Team am Bewässerungskanal erstellen
Ewiges Strassendorf
Auf dem Weg zum Pass
Am Pass mit Jurten
Jetzt will ich noch Internet suchen gehen. Aber der Versuch ist trotz vieler Rumfragerei nicht von Erfolg gekrönt, obwohl die Leute immer wieder Ecken nennen, wo es sein muß. Entnervt verlasse ich die Stadt. Ich will nicht über Osch, sondern eine Alternativroute probieren. Es gibt deren mindestens zwei, nach Kara Kuldscha. Eigentlich hatte ich mir in Google Earth schon eine zurechtgelegt, aber ich entscheide mich dann doch für die Vorort gängigere Route. Die hat am Anfang sogar Asphalt. Sie ist wenig befahren und führt ewig durch ein Straßendorf, bis 1900 m, oder noch höher. Erst dann ist es einsamer. Vorher kann man den Leuten gut bei der Arbeit zuschauen, viele sind zu Pferd unterwegs, einmal wird von vielen Leuten eine Bisse angelegt. Der Asphalt ist nicht immer da, nach dem Ort ist nur Schotter. Weiter oben folgen Einzelgehöfte und ganz oben sind Jurten zu sehen, auch an der Passhöhe, die sogar einige große Hinweismonumente auf die Regionsgrenze hat. Dann folgt die lange Abfahrt auf nicht immer einfacher Strecke mit Gegensteigungen. Im Tal ist noch nicht Kara Kuldscha, das folgt erst nach einer Gegensteigung. Im Ort davor bekomme ich von einem Konditor noch einen Zopf geschenkt. Er ist aus Osch und beliefert gerade seine Kunden mit dem eigenen Auto. In Kara Kuldscha studiere ich dann die Karten, aber so richtig schlüssig werde ich dabei nicht. Da kommt ein Mann auf mich zu, nimmt die Karte und setzt sich in den Bus.
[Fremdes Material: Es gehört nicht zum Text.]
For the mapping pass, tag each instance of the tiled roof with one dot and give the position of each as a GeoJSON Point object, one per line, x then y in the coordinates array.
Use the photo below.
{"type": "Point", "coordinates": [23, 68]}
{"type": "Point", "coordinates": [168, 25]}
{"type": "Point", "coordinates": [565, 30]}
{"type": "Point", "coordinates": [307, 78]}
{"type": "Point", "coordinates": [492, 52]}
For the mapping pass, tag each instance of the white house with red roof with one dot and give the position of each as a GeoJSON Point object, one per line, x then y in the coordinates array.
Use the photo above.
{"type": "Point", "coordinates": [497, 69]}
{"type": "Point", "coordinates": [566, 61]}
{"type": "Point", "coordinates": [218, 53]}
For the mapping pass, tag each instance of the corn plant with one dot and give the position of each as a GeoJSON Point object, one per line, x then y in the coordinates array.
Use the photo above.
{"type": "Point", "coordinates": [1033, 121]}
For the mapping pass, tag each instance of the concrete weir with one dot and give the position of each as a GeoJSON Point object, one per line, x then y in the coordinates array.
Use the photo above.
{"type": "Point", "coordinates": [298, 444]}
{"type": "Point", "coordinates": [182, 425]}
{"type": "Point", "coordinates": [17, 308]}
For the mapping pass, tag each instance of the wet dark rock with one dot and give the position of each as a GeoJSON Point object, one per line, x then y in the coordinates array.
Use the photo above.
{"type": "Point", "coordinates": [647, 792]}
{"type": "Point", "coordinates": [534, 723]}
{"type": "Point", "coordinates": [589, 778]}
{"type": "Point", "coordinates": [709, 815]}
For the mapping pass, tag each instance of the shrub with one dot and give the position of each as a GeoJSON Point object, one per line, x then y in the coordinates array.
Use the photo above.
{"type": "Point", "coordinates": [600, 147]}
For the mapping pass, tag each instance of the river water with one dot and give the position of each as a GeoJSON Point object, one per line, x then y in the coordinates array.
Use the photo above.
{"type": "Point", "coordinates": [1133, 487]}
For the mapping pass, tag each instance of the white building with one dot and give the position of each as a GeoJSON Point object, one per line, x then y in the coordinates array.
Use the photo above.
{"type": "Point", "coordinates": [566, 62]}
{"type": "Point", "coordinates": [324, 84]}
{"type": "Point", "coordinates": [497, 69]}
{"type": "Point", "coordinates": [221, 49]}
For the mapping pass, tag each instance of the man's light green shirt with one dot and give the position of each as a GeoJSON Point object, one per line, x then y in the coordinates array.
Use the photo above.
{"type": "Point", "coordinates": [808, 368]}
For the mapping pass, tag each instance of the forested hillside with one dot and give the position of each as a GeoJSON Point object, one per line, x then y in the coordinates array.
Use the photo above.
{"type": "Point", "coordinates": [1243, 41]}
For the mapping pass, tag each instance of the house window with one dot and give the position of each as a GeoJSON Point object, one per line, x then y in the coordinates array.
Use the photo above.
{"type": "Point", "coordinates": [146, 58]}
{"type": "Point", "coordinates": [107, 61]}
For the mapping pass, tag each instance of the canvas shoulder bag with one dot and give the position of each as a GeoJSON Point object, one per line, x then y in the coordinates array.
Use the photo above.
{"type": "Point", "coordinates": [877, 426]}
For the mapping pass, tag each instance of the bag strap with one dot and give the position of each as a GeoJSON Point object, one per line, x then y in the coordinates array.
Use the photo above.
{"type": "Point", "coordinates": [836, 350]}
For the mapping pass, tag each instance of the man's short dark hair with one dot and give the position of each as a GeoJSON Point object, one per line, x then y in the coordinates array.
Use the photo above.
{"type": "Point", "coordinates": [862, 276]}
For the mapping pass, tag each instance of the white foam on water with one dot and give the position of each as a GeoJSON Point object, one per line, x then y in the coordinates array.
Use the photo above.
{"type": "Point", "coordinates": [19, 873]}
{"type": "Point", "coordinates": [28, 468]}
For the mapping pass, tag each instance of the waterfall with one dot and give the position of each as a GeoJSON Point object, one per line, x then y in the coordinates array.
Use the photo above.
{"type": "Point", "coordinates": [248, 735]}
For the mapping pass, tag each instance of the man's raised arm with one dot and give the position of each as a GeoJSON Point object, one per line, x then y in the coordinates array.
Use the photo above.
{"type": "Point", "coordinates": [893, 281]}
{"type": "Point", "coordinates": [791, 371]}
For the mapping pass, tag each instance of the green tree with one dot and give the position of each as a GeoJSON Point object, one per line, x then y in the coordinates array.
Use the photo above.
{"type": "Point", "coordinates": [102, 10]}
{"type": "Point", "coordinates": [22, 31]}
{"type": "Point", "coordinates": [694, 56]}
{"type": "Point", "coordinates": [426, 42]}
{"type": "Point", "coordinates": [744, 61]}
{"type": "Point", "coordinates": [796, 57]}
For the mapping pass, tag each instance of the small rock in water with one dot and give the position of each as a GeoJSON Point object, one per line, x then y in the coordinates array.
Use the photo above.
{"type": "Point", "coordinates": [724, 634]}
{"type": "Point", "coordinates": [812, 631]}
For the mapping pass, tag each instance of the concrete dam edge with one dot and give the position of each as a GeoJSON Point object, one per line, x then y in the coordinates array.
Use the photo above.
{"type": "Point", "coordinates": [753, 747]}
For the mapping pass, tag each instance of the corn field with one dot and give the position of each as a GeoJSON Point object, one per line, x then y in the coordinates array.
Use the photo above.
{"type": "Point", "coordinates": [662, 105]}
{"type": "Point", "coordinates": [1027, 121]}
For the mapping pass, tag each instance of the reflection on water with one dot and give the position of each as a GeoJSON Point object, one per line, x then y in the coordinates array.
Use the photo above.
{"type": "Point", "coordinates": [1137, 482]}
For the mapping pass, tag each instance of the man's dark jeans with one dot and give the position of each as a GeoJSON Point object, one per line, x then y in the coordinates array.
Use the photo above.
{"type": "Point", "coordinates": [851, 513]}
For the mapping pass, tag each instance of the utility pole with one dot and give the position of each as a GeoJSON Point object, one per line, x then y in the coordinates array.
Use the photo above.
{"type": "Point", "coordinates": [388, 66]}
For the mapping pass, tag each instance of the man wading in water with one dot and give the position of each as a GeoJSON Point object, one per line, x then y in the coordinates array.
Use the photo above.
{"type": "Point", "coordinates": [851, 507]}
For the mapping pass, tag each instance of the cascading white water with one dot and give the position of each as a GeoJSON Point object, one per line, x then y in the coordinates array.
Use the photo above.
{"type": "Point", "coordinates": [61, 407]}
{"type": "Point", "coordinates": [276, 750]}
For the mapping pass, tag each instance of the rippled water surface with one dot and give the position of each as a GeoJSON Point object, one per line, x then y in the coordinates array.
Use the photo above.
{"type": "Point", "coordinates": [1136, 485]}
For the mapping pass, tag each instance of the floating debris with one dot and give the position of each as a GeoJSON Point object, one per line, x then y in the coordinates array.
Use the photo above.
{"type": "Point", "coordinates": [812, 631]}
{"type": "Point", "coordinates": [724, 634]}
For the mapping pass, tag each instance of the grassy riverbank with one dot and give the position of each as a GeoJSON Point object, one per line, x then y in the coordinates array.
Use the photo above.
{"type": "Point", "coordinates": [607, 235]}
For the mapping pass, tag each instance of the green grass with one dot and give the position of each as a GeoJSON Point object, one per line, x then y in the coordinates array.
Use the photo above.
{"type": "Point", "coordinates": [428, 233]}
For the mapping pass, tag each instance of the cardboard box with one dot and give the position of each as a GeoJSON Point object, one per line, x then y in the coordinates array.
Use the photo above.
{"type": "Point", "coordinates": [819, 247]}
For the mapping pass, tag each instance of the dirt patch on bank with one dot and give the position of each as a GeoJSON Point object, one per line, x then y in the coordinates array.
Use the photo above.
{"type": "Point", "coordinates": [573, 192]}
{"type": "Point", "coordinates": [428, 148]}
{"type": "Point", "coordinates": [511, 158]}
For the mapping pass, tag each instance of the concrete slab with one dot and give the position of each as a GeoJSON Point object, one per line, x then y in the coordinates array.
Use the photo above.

Ich meine dass er eine eigene Karte hat und mir etwas zeigen will, doch er will die Karte wohl für sich behalten, die anderen Fahrgäste schütteln da nur den Kopf und die Karte ist schnell wieder bei mir, komische Leute hier.
Im Hintergrund hat es noch Schnee
Abfahrt nach Kara Bulak
Es zieht sich raus
Eigentlich wollte ich einen Weg ausprobieren, der über Salamalik nach Kosh Döbö führen sollte, doch der ist nur in der RKH-Karte drinnen und sonst nirgneds. Bei den Russenkarten hatte ich zwar Fahrspuren gesehen, aber das ist mir zu riskant, zumal der Schnee noch recht weit runter reicht und der erste Pass auf 3500 m ist. Daher fahre ich doch den Umweg über Uzgen und Djalalabad, leider. Im nächsten Ort, Myrza Ake dann noch ein unangenehmeres Erlebnis. Ein Auto stoppt hinter mir und der Beifahrer will mit mir reden. Ich halte, zunächst gibt es ein bisschen Smalltalk, dann bietet er mir weiße Kugeln an, so eine Art Milch soll das sein, ich lehne ab, genauso wie den Haschisch, den er darauf hinhält. Dann will er mir noch eine Kirgisin besorgen. Langsam langweilt es mich, bzw wird es mir zu bunt und ich will weiter. Doch er hält meinen Lenker fest. Darauf will er wissen, ob ich Dollar haben. Ich verneine, doch er läßt nicht locker, zeigt auf meine Hemdtasche, wo ich tatsächlich immer Kleingeld drin habe, ich verneine wieder, und sage, dass ich nur Som habe. Er will aber den Tascheninhalt sehen und wird langsam böse, fasst mir an das Hemd, droht mit Fäusten, hält mich am Kragen. Das ganze spielt sich im Ort ab, aber die Leute drum herum nehmen keine Notiz und greifen nicht ein. Mir wird unwohl und ich schalte auf "ne panimaju" und auf "paschalsta" um, immerhin muß ich dann nicht mehr diskutieren. Es dauert seine Zeit, bis ich einen Passanten aufmerksam machen kann, mein Gegenüber hält mich einen Augenblick nicht mehr so fest und ich kann mich losmachen und radle schnell aus dem Aktionsradius des Kerls und fahre schnell weiter Richtung Uzgen. Kurz darauf überholt mich das Fahrzeug, aber nur mit Fahrer. Ein sehr ungutes Erlebnis, am Schluss hatte er mir sogar verbal mit der Pistole gedroht. Jetzt hoffe ich, er stellt mir nicht nach. Vorsichtshalber ist das Pfefferspray jetzt in der Hosentasche.
Brücke vor Kara Kuldscha
Vollbeladen
Dummer Weise weiß er jetzt aus dem Gespräch, dass ich nach Dschalalabad und Kazarman will, er hatte mich sogar vor den bösen Menschen in Kazarman gewarnt.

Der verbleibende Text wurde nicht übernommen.